ApoE genotyping was performed as part of the Study of Latinos - Investigation of Neurocognitive Aging (SOL-INCA), a HCHS/SOL ancillary study of cognitive aging, Mild Cognitive Impairment (MCI) and, to a lesser extent, dementia. Genotyping of SNPs rs429358 and rs7412 was performed using pre-formulated TaqMan allele-discrimination assays (assay IDs: C___3084793_20 and C____904973_10) (commercialized by Thermo Fisher Scientific, Waltham, MA). For each polymorphism, a PCR product was amplified utilizing 0.9 μM each of the forward and reverse primer, 0.2 μM each of sequence-specific probes, 3 ng DNA and 1X TaqMan Universal PCR Master Mix in a 6 µl reaction volume. After an initial step of 2 min at 50 °C and 10 min at 95 °C, the products were amplified using 40 cycles of 15 s at 95 °C and 1 min at 62 °C. Allele detection and genotype calling were performed using the ABI 7900HT and the Sequence Detection System software (Applied Biosystems, Foster City, CA).

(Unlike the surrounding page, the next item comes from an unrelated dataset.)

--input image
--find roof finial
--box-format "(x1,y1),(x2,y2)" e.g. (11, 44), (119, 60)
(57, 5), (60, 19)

Genetically-determined ancestry background

Genome-wide SNP genotyping was performed on 12,803 HCHS/SOL participants using a custom Illumina (San Diego, CA) array consisting of the HumanOmni2.5–8v1–1 array content along with a panel of 150 000 investigator-chosen SNPs. These data were used to assign each participant to one of 6 genetic analysis groups defined as having the same six values as the self-identified ancestry background groups (i.e., Cuban, Dominican, Puerto Rican, Mexican, Central American, and South American). Details of the methodology have been previously published13. Briefly, the method uses a multi-dimensional clustering algorithm to construct a categorical variable (“genetic-analysis group”), designed to be similar to self-identified background groups with regards to cultural and environmental characteristics but to be more genetically homogeneous, as determined by Principal Component analysis. There was a high concordance between self-identified ancestry and genetic ancestry (94–98% for each of the six ancestry groups). A group of 37 individuals mostly Central Americans with unusual ancestry were excluded from the definition of genetic-analysis groups and therefore from these analyses13.

Statistical Analyses

Analyses were carried out using SAS version 9.4 (SAS Institute Inc, Cary, NC). Descriptive sample statistics were carried out in the total genotyped sample with available genetic ancestry group data (N = 10,887) and were weighted to adjust for sampling probability and nonresponse as previously described27. All other analyses were carried out excluding related individuals based on the calculated pairwise kinship coefficients and using a threshold value of 0.025 (N = 2,622 relatives excluded)13. Allelic and genotypic frequencies were estimated by gene counting within genetic ancestry groups. Differences in genotype or allele frequencies between genetic ancestry groups were evaluated using chi-square tests. Hardy-Weinberg equilibrium tests were computed for each SNP within genetic ancestry group and departure from expectations were evaluated using a chi-square test.

We also calculated the pairwise Slatkin linearized FST indices among genetically-determined ancestry groups using the Arlequin software (v. These were used as a measure of short-term genetic distances between the 6 Latino groups30. A permutation test assessing the hypothesis of no difference between groups was performed by permuting apoE haplotypes.